On the opposite side of the world is a roboticist who is taking direct action with marine robotics, Matthew Dunbabin. Dunbabin is a professor of Robotics and Autonomous Systems at the Queensland University of Technology in Australia (QUT). He and his team have spent the last few years building autonomous subsea systems with an emphasis on conservation and have made some impressive accomplishments.
Their primary platform, the RangerBot, is a low-cost AUV with stereovision cameras for localization, mapping, and navigation. In addition to a number of specially built parts, the RangerBot uses Blue Robotics thrusters, lights, sensors, and sonar. Built as a multipurpose platform, the RangerBot has completed some unusual missions compared to the average ROV or AUV.
In 2016, Dunbabin and team demonstrated the vehicle as a way to mitigate the overpopulation of crown-of-thorns starfish on the Great Barrier Reef. Using a robotic arm equipped with a syringe full of a specially formulated toxin, the RangerBot autonomously identifies the starfish on the reef and provides a lethal injection. This can also be done by human divers, but the low-cost robotic system is more effective, scalable, and safer.
In addition to reducing harmful populations, the RangerBot also demonstrates an ability to repopulate the reef with the right species. In 2019, the QUT team and their robot, rebranded as the “LarvalBot”, distributed baby corals across a reef in a process called larval restoration. Using a selection of corals with a high resistance to bleaching in increased ocean temperatures, this process will likely provide a method for repopulating the reef with sustainable species. Larval restoration can be performed by hand with divers, but the robot is able to work much faster, covering over 30,000 square meters in six hours in their most recent tests. Within the next few months, QUT will attempt to restore a 1,000,000 square meter area using the LarvalBot.

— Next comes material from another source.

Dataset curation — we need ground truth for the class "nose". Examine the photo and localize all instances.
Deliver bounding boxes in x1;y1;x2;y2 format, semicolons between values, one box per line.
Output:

“The availability of low-cost and reliable underwater vehicle components are essential to the scaling of our autonomous monitoring, management, and conservation activities,” says Dunbabin. “They allow us to rapidly develop and demonstrate advanced robotic systems targeted for on-the-ground action by citizen scientists and community groups, researchers, and government agencies.
“We want to let the marine scientists do what they do best, which is assessing conditions,” says Dunbabin. “We just want to provide tools for them to really upscale the activities that they’re doing.”
The RangerBot has a lot of new missions on its to-do list, and may someday be used for everything from population surveys to real-time water quality monitoring. The possibilities seem nearly endless and the impact on wide-ranging conservation efforts could be substantial.
These two projects represent just a glimpse of the way that marine robotics can be used to multiply the effect of conservation efforts. Inspired by their work, we at Blue Robotics will continue to focus on providing affordable components and systems that enable and accelerate conservation efforts and other applications that become feasible with affordable costs. We hope to expand the scope of marine robotics’ impact on the world and to spur growth of the overall marine robotics industry. We’re thrilled to see a little bit of that happening already and we’re optimistic that we’ll see much more in the future!